From: "Paul E. McKenney" <paulmck@linux.vnet.ibm.com>
To: john stultz <johnstul@us.ibm.com>
Cc: Ingo Molnar <mingo@elte.hu>, Thomas Gleixner <tglx@linutronix.de>,
Nick Piggin <npiggin@suse.de>, Darren Hart <dvhltc@us.ibm.com>,
Clark Williams <williams@redhat.com>,
Dinakar Guniguntala <dino@in.ibm.com>,
lkml <linux-kernel@vger.kernel.org>
Subject: Re: -rt dbench scalabiltiy issue
Date: Fri, 16 Oct 2009 17:45:05 -0700 [thread overview]
Message-ID: <20091017004505.GI6720@linux.vnet.ibm.com> (raw)
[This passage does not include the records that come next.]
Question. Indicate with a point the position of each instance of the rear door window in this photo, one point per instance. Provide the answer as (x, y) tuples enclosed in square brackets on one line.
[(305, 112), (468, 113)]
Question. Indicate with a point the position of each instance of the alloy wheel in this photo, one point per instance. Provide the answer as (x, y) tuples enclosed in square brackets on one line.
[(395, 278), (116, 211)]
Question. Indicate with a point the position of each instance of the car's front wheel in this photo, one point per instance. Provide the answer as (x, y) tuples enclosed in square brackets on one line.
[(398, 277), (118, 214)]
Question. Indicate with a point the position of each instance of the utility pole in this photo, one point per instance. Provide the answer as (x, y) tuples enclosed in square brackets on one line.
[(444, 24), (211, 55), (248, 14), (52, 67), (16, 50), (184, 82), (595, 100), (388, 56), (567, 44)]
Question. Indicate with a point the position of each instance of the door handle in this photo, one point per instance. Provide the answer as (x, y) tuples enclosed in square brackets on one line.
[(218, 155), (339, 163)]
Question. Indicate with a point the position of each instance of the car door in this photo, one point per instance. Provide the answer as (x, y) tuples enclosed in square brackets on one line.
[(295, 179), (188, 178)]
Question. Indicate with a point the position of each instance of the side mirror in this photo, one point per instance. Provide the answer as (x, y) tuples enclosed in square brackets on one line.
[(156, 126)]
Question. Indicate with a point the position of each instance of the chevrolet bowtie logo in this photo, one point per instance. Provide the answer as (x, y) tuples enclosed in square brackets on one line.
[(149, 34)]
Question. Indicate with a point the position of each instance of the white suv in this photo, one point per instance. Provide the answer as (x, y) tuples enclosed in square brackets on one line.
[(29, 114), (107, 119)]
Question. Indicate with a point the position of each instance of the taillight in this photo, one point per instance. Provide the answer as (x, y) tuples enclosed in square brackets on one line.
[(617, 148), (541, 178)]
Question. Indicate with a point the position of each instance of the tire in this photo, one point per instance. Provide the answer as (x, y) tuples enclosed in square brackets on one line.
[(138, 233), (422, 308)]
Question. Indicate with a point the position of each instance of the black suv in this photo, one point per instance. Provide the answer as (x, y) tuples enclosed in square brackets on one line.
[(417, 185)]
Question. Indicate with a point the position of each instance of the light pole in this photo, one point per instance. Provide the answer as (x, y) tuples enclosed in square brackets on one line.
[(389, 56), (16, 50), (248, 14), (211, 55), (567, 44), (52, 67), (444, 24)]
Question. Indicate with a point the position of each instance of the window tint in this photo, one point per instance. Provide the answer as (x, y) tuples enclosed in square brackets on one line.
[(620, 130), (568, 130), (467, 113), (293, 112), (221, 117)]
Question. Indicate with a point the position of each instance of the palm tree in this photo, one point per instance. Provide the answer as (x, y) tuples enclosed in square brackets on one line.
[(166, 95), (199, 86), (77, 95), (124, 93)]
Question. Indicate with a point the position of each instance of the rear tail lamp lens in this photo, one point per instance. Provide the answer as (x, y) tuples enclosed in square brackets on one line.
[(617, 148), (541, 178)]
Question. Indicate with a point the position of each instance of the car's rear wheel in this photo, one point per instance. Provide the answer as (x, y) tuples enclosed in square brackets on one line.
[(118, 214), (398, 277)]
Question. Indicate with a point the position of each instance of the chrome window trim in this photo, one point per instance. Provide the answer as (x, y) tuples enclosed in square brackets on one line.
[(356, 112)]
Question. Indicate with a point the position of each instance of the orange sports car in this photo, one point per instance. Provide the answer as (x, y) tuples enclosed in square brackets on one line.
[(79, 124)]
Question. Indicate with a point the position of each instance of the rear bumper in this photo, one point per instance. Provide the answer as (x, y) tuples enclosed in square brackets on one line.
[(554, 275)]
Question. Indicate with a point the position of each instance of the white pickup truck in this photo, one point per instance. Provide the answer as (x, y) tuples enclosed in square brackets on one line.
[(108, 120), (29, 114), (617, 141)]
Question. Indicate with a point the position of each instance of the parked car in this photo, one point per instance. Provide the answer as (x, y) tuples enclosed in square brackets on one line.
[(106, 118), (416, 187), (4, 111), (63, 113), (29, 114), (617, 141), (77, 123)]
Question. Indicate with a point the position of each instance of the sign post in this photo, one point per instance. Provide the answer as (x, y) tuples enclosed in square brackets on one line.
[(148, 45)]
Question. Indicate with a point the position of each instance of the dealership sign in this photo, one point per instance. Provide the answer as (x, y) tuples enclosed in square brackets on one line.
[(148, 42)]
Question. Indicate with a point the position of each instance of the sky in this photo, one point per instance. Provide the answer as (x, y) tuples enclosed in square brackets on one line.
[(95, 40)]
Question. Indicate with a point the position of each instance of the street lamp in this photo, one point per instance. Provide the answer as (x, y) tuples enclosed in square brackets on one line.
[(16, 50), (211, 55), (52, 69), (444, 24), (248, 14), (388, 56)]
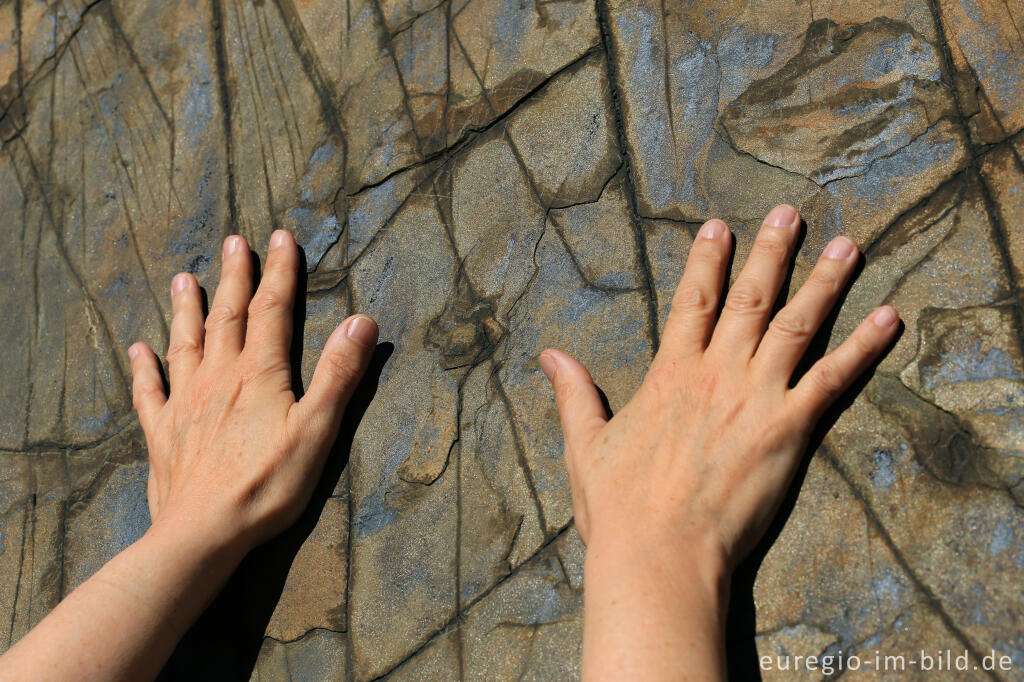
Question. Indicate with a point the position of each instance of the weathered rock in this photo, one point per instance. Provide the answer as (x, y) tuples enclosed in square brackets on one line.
[(984, 39), (489, 178)]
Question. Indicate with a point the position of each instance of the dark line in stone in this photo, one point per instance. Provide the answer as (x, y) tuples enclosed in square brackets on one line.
[(930, 596), (17, 580), (76, 276), (958, 176), (998, 231), (349, 659), (311, 66), (519, 449), (49, 62), (220, 54), (667, 76), (115, 25), (446, 626), (640, 240), (401, 81), (472, 132)]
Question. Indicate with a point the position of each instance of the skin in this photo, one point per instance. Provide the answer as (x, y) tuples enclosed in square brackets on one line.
[(233, 459), (669, 496), (674, 492)]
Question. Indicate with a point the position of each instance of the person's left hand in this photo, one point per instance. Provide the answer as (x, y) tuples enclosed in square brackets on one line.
[(231, 453)]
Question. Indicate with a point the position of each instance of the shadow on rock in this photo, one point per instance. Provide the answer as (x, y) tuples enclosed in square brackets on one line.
[(741, 619)]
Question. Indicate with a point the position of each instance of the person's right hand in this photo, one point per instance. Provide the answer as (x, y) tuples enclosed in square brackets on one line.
[(232, 456), (688, 474)]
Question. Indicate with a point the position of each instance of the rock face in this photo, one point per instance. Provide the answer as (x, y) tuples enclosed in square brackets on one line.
[(487, 178)]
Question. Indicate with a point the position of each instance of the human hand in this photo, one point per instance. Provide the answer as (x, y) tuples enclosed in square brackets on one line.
[(705, 450), (232, 455), (675, 489)]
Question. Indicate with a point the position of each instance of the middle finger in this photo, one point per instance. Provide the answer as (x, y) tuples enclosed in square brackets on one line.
[(751, 298)]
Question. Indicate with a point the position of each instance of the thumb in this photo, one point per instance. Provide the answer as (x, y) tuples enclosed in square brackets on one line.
[(342, 364), (580, 408)]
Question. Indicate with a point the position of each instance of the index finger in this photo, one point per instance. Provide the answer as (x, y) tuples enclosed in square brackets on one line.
[(694, 305)]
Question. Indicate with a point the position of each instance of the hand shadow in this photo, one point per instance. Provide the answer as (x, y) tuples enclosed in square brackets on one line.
[(741, 619), (224, 642)]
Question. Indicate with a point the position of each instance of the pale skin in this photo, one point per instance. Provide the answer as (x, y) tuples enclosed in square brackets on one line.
[(674, 492), (670, 495)]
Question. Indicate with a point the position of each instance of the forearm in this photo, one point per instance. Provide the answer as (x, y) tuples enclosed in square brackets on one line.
[(124, 622), (652, 614)]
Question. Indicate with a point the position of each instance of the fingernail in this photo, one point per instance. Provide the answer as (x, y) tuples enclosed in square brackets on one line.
[(548, 366), (713, 229), (781, 216), (885, 316), (179, 282), (361, 331), (231, 245), (839, 249)]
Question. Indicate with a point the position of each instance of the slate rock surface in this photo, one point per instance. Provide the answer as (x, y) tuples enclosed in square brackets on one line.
[(487, 178)]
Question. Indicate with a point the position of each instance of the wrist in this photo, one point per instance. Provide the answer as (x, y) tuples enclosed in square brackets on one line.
[(190, 540), (692, 563)]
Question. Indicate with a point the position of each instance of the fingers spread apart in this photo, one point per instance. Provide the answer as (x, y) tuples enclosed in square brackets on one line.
[(835, 373), (147, 386), (753, 294), (792, 329), (694, 304), (185, 346), (225, 326), (269, 326), (342, 364)]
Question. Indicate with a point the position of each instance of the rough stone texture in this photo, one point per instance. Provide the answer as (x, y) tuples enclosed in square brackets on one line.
[(487, 178)]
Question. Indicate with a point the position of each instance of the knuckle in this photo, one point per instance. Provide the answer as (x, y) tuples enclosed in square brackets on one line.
[(181, 347), (707, 254), (565, 391), (792, 326), (827, 378), (265, 301), (341, 369), (222, 314), (825, 279), (263, 367), (745, 297), (772, 248), (692, 297), (861, 344)]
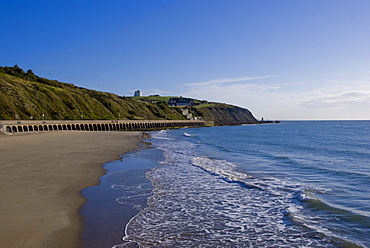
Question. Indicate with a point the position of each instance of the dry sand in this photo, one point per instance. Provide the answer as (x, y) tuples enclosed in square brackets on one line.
[(40, 180)]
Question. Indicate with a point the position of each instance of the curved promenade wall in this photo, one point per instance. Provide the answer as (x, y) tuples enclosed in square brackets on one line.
[(25, 126)]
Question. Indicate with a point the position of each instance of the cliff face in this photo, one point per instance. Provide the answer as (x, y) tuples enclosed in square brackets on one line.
[(223, 114), (24, 95)]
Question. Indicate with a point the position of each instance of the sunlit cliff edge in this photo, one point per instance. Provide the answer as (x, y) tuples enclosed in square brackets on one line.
[(25, 96)]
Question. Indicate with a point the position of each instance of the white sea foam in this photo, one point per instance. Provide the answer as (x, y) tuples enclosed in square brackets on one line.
[(201, 202)]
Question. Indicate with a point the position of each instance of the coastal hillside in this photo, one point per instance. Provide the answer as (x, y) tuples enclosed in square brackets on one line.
[(23, 95)]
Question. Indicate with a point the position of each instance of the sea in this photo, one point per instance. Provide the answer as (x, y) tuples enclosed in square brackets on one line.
[(291, 184)]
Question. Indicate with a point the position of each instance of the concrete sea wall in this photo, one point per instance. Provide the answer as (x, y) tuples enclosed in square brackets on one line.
[(26, 126)]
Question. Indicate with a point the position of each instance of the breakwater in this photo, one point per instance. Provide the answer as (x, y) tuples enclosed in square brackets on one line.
[(26, 126)]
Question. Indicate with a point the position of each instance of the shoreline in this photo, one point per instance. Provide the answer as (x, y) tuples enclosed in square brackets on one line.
[(42, 176)]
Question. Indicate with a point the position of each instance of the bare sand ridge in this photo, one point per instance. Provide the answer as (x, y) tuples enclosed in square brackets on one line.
[(40, 180)]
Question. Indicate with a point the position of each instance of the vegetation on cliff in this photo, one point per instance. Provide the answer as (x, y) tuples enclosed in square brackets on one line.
[(23, 95)]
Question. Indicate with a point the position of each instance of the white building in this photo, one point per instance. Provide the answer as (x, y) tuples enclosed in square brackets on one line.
[(138, 93)]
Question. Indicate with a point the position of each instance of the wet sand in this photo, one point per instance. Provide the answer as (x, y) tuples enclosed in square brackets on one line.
[(40, 180)]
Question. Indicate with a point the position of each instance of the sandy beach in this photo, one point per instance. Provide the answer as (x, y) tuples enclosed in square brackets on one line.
[(41, 177)]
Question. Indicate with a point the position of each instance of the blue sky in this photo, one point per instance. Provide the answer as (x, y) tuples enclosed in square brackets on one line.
[(281, 59)]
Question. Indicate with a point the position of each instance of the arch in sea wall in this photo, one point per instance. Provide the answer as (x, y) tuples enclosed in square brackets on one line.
[(12, 127)]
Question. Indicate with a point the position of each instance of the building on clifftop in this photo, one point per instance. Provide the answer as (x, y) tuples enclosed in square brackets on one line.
[(138, 93)]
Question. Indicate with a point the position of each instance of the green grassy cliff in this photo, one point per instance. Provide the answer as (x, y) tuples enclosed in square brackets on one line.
[(23, 95)]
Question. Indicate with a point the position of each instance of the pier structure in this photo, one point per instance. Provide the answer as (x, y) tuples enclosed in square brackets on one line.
[(26, 126)]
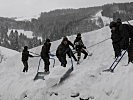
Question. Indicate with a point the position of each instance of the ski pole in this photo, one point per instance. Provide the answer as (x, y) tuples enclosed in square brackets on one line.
[(112, 70), (54, 61), (98, 43), (90, 54), (34, 53)]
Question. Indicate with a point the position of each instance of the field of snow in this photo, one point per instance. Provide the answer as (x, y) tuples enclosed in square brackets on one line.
[(27, 18), (87, 79), (29, 34)]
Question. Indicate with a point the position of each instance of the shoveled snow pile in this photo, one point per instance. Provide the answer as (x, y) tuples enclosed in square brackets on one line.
[(87, 81)]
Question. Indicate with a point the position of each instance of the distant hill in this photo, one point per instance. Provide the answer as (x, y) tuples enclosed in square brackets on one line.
[(64, 22)]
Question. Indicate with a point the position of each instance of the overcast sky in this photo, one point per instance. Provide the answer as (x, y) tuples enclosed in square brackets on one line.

In-Reply-To: <1255723519.5135.121.camel@localhost.localdomain>
On Fri, Oct 16, 2009 at 01:05:19PM -0700, john stultz wrote:
> See http://lwn.net/Articles/354690/ for a bit of background here.
>
> I've been looking at scalability regressions in the -rt kernel. One easy
> place to see regressions is with the dbench benchmark. While dbench can
> be painfully noisy from run to run, it does clearly show some severe
> regressions with -rt.
>
> There's a chart in the article above that illustrates this, but here's
> some specific numbers on an 8-way box running dbench-3.04 as follows:
>
> ./dbench 8 -t 10 -D . -c client.txt 2>&1
>
> I ran both on an ext3 disk and a ramfs mounted directory.
>
> (Again, the numbers are VERY rough due to the run-to-run variance seen)
>
> ext3 ramfs
> 2.6.32-rc3: ~1800 MB/sec ~1600 MB/sec
> 2.6.31.2-rt13: ~300 MB/sec ~66 MB/sec
>
> Ouch. Similar to the charts in the LWN article.
>
> Dino pointed out that using lockstat with -rt, we can see the
> dcache_lock is fairly hot with the -rt kernel. One of the issues with
> the -rt tree is that the change from spinlocks to sleeping-spinlocks
> doesn't effect the un-contended case very much, but when there is
> contention on the lock, the overhead is much worse then with vanilla.
>
> And as noted at the realtime mini-conf, Ingo saw this dcache_lock
> bottleneck as well and suggested trying Nick Piggin's dcache_lock
> removal patches.
>
> So over the last week, I've ported Nick's fs-scale patches to -rt.
>
> Specifically the tarball found here:
> ftp://ftp.kernel.org/pub/linux/kernel/people/npiggin/patches/fs-scale/06102009.tar.gz
>
>
> Due to the 2.6.32 2.6.31-rt split, the port wasn't exactly straight
> forward, but I believe I managed to do a decent job. Once I had the
> patchset applied, building and booted, I eagerly ran dbench to see the
> new results, aaaaaand.....
>
> ext3 ramfs
> 2.6.31.2-rt13-nick: ~80 MB/sec ~126 MB/sec
>
>
> So yea, mixed bag there. The ramfs got a little bit better but not that
> much, and the ext3 numbers regressed further.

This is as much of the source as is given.